De naam 'grid' is geïnspireerd door het elektriciteitsnet, het electrical grid. Het idee van het lichtnet is dat je simpelweg een stekker in de muur kunt stoppen en dat je dan zoveel stroom krijgt als nodig. Hetzelfde zou idealiter gelden voor grids; gebruikers moeten op verzoek zoveel rekenkracht krijgen als ze nodig hebben, zonder zich te hoeven afvragen wie daarvoor zorgt of waar deze vandaan komt.
Hoewel toegang krijgen tot een grid nog lang niet zo eenvoudig is als een stekker in de muur steken, kunnen gebruikers dankzij grids wel via het internet toegang krijgen tot krachtige computersystemen. Dat is handig voor wetenschappers die complexe problemen willen oplossen. Grid computing kan van pas komen bij onderzoek naar de oerknal, naar een medicijn tegen malaria of kanker, of naar weermodellen.
"Het is een belangrijke infrastructuur", zegt Maurice Bouwhuis van het SARA-instituut. "Het maakt baanbrekend onderzoek mogelijk, zonder dat elke wetenschapper of elk instituut in zijn eigen rekencluster hoeft te investeren", stelt hij. Volgens Bouwhuis was het vroeger wel gebruikelijk dat 'iedereen een eigen cluster had'.

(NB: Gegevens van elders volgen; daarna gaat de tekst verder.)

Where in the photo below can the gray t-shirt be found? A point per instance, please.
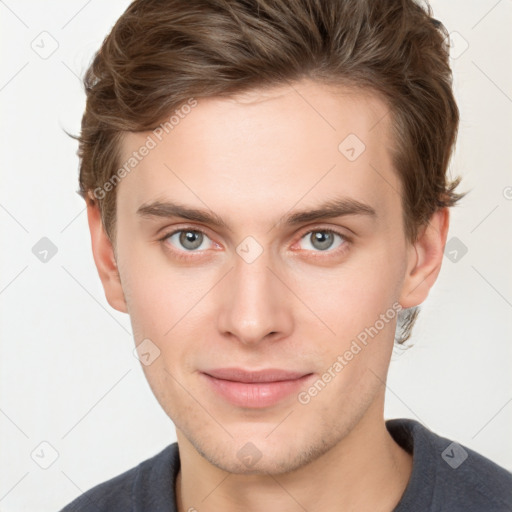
(446, 476)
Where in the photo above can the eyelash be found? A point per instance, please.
(336, 252)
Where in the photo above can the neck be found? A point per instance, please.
(366, 470)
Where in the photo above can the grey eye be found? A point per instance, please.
(188, 239)
(322, 240)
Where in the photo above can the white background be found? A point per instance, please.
(67, 372)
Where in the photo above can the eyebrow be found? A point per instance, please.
(328, 210)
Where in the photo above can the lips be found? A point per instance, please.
(255, 389)
(266, 375)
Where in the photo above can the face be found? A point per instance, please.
(261, 284)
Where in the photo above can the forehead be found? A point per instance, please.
(296, 143)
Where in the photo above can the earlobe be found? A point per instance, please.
(425, 259)
(104, 259)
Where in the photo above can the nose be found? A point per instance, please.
(254, 303)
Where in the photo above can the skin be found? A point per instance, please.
(253, 159)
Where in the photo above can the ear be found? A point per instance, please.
(104, 259)
(425, 259)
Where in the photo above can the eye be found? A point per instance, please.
(322, 240)
(188, 239)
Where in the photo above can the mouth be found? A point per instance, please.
(255, 389)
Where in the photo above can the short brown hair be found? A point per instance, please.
(161, 53)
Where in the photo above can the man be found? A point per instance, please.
(268, 201)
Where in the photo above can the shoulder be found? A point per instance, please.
(151, 481)
(459, 478)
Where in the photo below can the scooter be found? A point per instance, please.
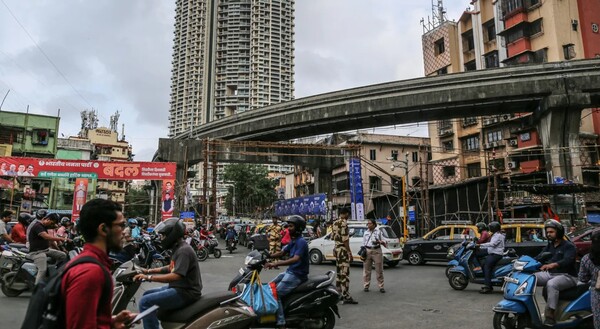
(470, 270)
(214, 310)
(519, 308)
(313, 304)
(231, 245)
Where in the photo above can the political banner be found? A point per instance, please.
(58, 168)
(79, 197)
(308, 205)
(168, 199)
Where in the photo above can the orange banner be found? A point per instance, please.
(79, 196)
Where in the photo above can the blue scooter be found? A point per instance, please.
(519, 308)
(469, 269)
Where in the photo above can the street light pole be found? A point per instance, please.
(233, 200)
(400, 163)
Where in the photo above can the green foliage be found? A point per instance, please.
(254, 190)
(137, 203)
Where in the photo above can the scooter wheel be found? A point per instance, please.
(508, 321)
(458, 281)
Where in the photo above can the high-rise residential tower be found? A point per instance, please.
(229, 56)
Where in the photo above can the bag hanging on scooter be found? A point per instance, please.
(262, 297)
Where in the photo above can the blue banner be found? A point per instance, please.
(357, 205)
(304, 206)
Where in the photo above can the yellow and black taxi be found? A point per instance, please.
(525, 235)
(434, 245)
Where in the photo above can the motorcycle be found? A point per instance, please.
(205, 247)
(213, 310)
(21, 276)
(149, 255)
(313, 304)
(470, 270)
(519, 308)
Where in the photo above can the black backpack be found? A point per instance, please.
(46, 306)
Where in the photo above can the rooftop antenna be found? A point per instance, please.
(437, 18)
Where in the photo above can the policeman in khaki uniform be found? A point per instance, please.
(343, 255)
(274, 235)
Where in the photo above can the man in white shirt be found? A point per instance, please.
(373, 240)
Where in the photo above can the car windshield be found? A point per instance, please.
(387, 232)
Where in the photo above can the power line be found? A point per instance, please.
(45, 55)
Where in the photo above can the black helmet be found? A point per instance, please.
(40, 214)
(560, 230)
(494, 227)
(65, 221)
(25, 218)
(298, 221)
(481, 226)
(171, 232)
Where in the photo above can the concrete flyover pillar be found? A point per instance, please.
(559, 126)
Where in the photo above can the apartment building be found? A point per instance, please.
(498, 33)
(229, 57)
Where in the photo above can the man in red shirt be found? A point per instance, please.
(101, 223)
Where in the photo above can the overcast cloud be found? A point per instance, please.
(116, 55)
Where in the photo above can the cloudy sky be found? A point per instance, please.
(114, 55)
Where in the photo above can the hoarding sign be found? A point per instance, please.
(117, 170)
(305, 206)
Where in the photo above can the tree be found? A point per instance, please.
(254, 190)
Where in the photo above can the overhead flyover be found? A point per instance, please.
(527, 88)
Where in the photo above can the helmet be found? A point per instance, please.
(494, 227)
(132, 221)
(65, 221)
(481, 226)
(171, 232)
(40, 214)
(25, 218)
(299, 223)
(560, 230)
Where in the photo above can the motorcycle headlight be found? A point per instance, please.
(519, 266)
(250, 260)
(521, 288)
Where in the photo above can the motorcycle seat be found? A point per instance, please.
(569, 294)
(205, 303)
(311, 283)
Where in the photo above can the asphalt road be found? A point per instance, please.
(417, 296)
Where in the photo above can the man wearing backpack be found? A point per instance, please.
(84, 286)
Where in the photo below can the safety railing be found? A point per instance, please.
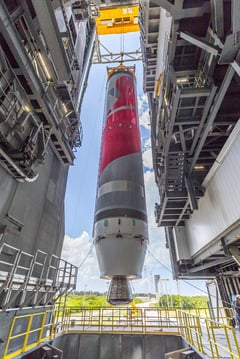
(211, 338)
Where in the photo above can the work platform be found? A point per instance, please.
(126, 332)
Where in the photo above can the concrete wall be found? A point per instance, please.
(117, 346)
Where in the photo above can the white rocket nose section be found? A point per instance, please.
(119, 291)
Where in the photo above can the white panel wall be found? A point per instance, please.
(220, 207)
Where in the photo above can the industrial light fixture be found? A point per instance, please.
(44, 66)
(26, 108)
(64, 108)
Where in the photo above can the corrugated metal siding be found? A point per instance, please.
(220, 207)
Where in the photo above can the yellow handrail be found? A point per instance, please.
(196, 327)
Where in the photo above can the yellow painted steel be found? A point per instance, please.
(117, 20)
(195, 327)
(120, 67)
(24, 336)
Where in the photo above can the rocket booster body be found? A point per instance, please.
(120, 228)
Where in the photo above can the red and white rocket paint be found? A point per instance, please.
(120, 228)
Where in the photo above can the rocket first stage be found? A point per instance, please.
(120, 228)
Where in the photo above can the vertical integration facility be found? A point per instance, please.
(120, 230)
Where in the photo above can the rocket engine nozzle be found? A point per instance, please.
(119, 291)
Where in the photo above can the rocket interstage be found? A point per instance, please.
(120, 228)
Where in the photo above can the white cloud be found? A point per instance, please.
(144, 117)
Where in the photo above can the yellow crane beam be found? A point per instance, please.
(117, 20)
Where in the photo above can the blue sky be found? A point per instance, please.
(81, 190)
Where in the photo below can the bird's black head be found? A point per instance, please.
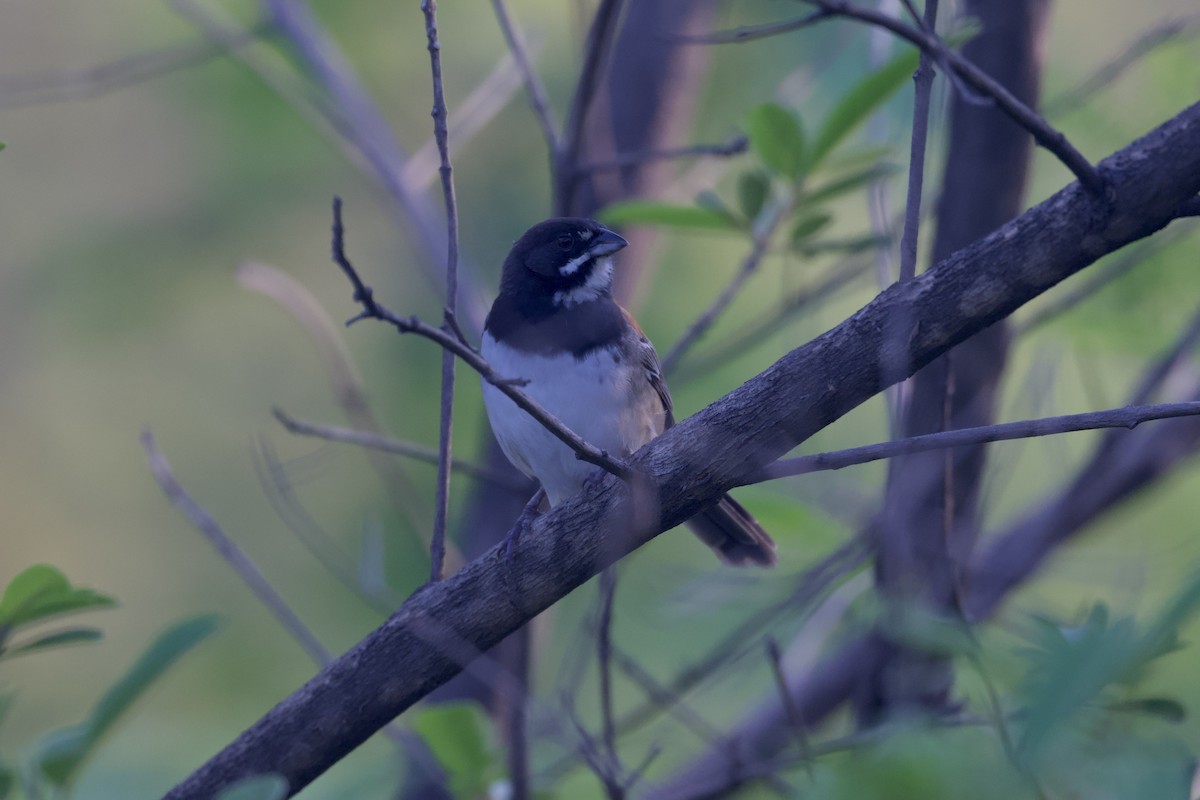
(562, 262)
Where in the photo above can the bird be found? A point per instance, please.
(556, 326)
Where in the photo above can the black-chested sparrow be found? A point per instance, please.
(556, 326)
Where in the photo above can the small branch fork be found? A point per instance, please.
(455, 343)
(929, 42)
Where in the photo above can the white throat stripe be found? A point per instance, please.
(599, 281)
(574, 265)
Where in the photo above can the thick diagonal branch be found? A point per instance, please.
(694, 463)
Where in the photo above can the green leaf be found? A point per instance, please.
(844, 246)
(460, 737)
(807, 227)
(861, 101)
(42, 591)
(777, 138)
(648, 212)
(754, 188)
(849, 184)
(1163, 708)
(271, 786)
(55, 639)
(61, 752)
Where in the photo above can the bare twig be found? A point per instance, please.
(234, 557)
(793, 713)
(445, 426)
(281, 494)
(604, 661)
(343, 378)
(371, 308)
(810, 585)
(361, 121)
(1109, 72)
(264, 591)
(1129, 416)
(757, 330)
(751, 32)
(41, 88)
(399, 446)
(735, 146)
(924, 80)
(759, 246)
(600, 37)
(975, 78)
(533, 84)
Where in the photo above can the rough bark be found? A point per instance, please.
(444, 625)
(930, 517)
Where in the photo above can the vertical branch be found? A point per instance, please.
(924, 80)
(604, 655)
(567, 160)
(445, 426)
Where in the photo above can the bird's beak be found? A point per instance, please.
(606, 244)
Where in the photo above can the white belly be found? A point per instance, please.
(586, 394)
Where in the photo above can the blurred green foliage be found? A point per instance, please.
(118, 310)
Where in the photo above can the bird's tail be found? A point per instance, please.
(733, 534)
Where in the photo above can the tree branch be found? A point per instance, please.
(365, 296)
(924, 82)
(978, 80)
(693, 463)
(445, 417)
(399, 446)
(533, 84)
(735, 146)
(600, 37)
(759, 245)
(1129, 416)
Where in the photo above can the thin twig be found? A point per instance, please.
(972, 76)
(532, 83)
(1129, 416)
(604, 661)
(371, 310)
(58, 86)
(595, 52)
(445, 425)
(1109, 72)
(735, 146)
(310, 534)
(924, 83)
(360, 120)
(234, 557)
(756, 331)
(751, 32)
(750, 264)
(264, 591)
(793, 713)
(810, 584)
(345, 380)
(1157, 373)
(401, 447)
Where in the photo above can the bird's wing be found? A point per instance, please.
(653, 371)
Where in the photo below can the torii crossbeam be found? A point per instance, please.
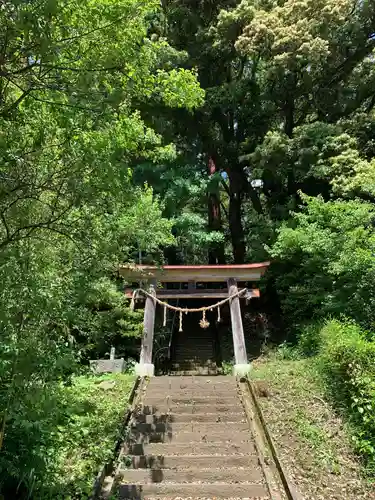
(191, 276)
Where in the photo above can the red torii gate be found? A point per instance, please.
(231, 274)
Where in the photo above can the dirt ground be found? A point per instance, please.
(312, 441)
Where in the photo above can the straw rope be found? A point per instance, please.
(203, 322)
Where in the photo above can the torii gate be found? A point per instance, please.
(231, 274)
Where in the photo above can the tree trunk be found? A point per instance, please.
(235, 213)
(216, 254)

Grids zijn krachtig. Een berekening waarmee een huis-, tuin- en keuken-pc weken bezig zou zijn, is voor een in zware berekeningen gespecialiseerde server een stuk minder zwaar. Een paar uur ligt dan binnen de mogelijkheden. Bovendien is een grid efficiënt; de capaciteit kan zo worden verdeeld dat het een zo hoog mogelijke bezetting heeft. Daardoor worden zo weinig mogelijk processor-uren 'weggegooid' en worden de servers in een grid goedkoper; er hoeven er minder te worden aangeschaft om hetzelfde te bereiken en wordt er minder energie verbruikt.